Finding that author J.D. Salinger is “likely to succeed on the merits of its copyright case," a federal judge granted a preliminary injunction late on Wednesday afternoon, barring the publication of what Salinger’s attorneys called an unauthorized sequel to The Catcher in the Rye. In her decision, Judge Deborah Batts ruled that Fredrik Colting’s 60 Years Later would harm the market for “sequels and other derivative works” from Salinger and barred publication of Colting's book in the United States. Colting told PW he was “pretty shocked” by the ruling and vowed to appeal. Despite the ruling in New York, the book will be on sale in Europe, Colting added, sometime next week.

The ruling came as little surprise to court-watchers, who noted Batts’s obvious skepticism during oral arguments presented by Colting's lawyers, who contended that the work should be protected as parody under fair use. “While the court does find some limited transformative character in 60 Years Later,” the order read, “it finds that the alleged parodic content is not reasonably perceivable, and the limited non-parodic transformative content is unlikely to overcome the obvious commercial nature of the work.” Salinger’s attorneys had no comment.

Aaron Silverman, president of distributor SCB, also named in the suit, told PW that he hoped the case would move quickly through the appeal process."The lawyers will file for an appeal at the 2nd U.S. Circuit Court early next week on an expedited appeal," Silverman noted. "We're hopeful that the hearing will be in late July or early August and have an answer by early September at the latest."

The case is now set up much like the last major infringement case of this kind, when the estate of Margaret Mitchell sued to stop publication of Houghton Miffllin's The Wind Done Gone.
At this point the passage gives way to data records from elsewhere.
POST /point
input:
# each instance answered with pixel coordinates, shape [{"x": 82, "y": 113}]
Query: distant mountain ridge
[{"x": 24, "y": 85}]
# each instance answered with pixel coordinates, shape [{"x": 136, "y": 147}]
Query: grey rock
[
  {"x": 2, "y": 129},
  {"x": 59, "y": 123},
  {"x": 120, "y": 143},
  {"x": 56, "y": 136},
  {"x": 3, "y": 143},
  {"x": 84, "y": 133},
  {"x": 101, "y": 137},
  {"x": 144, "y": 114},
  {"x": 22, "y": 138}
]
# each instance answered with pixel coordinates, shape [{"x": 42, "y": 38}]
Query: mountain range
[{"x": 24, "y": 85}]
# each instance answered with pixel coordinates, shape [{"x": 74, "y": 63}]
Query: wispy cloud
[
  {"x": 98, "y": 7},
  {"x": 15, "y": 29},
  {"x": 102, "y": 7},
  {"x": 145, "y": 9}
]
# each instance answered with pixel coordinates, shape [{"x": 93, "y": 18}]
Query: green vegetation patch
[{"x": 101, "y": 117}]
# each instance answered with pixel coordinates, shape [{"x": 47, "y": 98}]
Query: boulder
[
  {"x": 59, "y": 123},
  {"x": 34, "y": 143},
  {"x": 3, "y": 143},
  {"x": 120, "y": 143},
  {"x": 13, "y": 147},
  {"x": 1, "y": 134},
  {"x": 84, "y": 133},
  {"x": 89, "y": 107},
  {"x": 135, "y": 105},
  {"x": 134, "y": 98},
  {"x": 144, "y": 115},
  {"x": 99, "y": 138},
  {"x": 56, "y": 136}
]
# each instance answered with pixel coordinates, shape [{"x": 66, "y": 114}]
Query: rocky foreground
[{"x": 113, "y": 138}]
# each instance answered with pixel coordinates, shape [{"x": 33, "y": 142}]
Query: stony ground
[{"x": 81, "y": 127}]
The Mitchell estate won a preliminary injuction. The order, however, was overturned on appeal. The case was settled in 2002 before it went to a full trial, and the book was published, an outcome that would seem impossible here, given Salinger's insistence his work be left alone.
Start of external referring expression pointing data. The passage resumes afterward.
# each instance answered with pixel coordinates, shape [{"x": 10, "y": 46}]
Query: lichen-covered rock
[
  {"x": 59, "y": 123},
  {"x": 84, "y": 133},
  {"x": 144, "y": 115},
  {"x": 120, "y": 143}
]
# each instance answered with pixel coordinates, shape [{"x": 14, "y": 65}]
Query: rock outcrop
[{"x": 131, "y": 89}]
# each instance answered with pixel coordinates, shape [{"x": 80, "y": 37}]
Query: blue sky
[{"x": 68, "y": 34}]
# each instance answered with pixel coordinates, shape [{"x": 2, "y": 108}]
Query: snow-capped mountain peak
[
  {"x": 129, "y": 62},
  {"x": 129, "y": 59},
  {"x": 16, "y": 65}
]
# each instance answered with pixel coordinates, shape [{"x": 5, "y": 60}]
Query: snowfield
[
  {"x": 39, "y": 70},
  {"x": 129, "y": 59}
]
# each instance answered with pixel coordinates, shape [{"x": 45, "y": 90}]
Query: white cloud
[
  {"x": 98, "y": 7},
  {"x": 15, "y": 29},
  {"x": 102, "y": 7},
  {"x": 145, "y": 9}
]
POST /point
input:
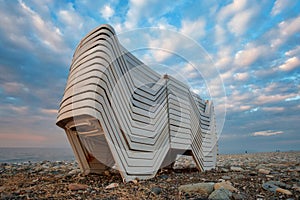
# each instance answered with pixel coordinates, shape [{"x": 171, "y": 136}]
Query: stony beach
[{"x": 245, "y": 176}]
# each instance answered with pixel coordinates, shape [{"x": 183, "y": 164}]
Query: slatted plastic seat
[{"x": 118, "y": 112}]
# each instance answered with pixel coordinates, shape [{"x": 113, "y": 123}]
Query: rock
[
  {"x": 224, "y": 170},
  {"x": 270, "y": 187},
  {"x": 220, "y": 194},
  {"x": 76, "y": 186},
  {"x": 201, "y": 188},
  {"x": 264, "y": 171},
  {"x": 236, "y": 169},
  {"x": 74, "y": 171},
  {"x": 156, "y": 190},
  {"x": 106, "y": 173},
  {"x": 252, "y": 173},
  {"x": 2, "y": 188},
  {"x": 226, "y": 177},
  {"x": 236, "y": 196},
  {"x": 112, "y": 185},
  {"x": 134, "y": 181},
  {"x": 283, "y": 191},
  {"x": 275, "y": 186},
  {"x": 226, "y": 185}
]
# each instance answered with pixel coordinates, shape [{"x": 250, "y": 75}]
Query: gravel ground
[{"x": 250, "y": 176}]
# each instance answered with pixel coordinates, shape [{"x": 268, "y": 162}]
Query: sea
[{"x": 20, "y": 155}]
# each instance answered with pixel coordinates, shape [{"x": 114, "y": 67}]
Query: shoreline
[{"x": 248, "y": 174}]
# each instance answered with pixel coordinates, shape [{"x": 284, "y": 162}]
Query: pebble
[
  {"x": 112, "y": 185},
  {"x": 283, "y": 191},
  {"x": 77, "y": 186},
  {"x": 236, "y": 169},
  {"x": 226, "y": 185},
  {"x": 264, "y": 171},
  {"x": 220, "y": 194},
  {"x": 275, "y": 186},
  {"x": 156, "y": 190},
  {"x": 226, "y": 177},
  {"x": 236, "y": 196},
  {"x": 74, "y": 171},
  {"x": 252, "y": 173},
  {"x": 201, "y": 188}
]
If Batts' ruling is overturned and a trial is ordered, Salinger, attorneys say, could finally be compelled to break his silence and be deposed. "The broad discovery rules would normally allow the defense to question Salinger on a number of relevant issues,” Paul LiCalsi, a partner in Mitchell Silberberg & Knupp explained to PW, after the case's initial hearing, "including Salinger's past actions and preferences about the exploitation of The Catcher in the Rye.” If Salinger refuses to comply and answer the defense's questions, LiCalsi noted, the court can impose sanctions and even dismiss the case. Thus, filing suit against Colting may have put Salinger's desire for privacy on a collision course with his desire to protect Holden Caulfield.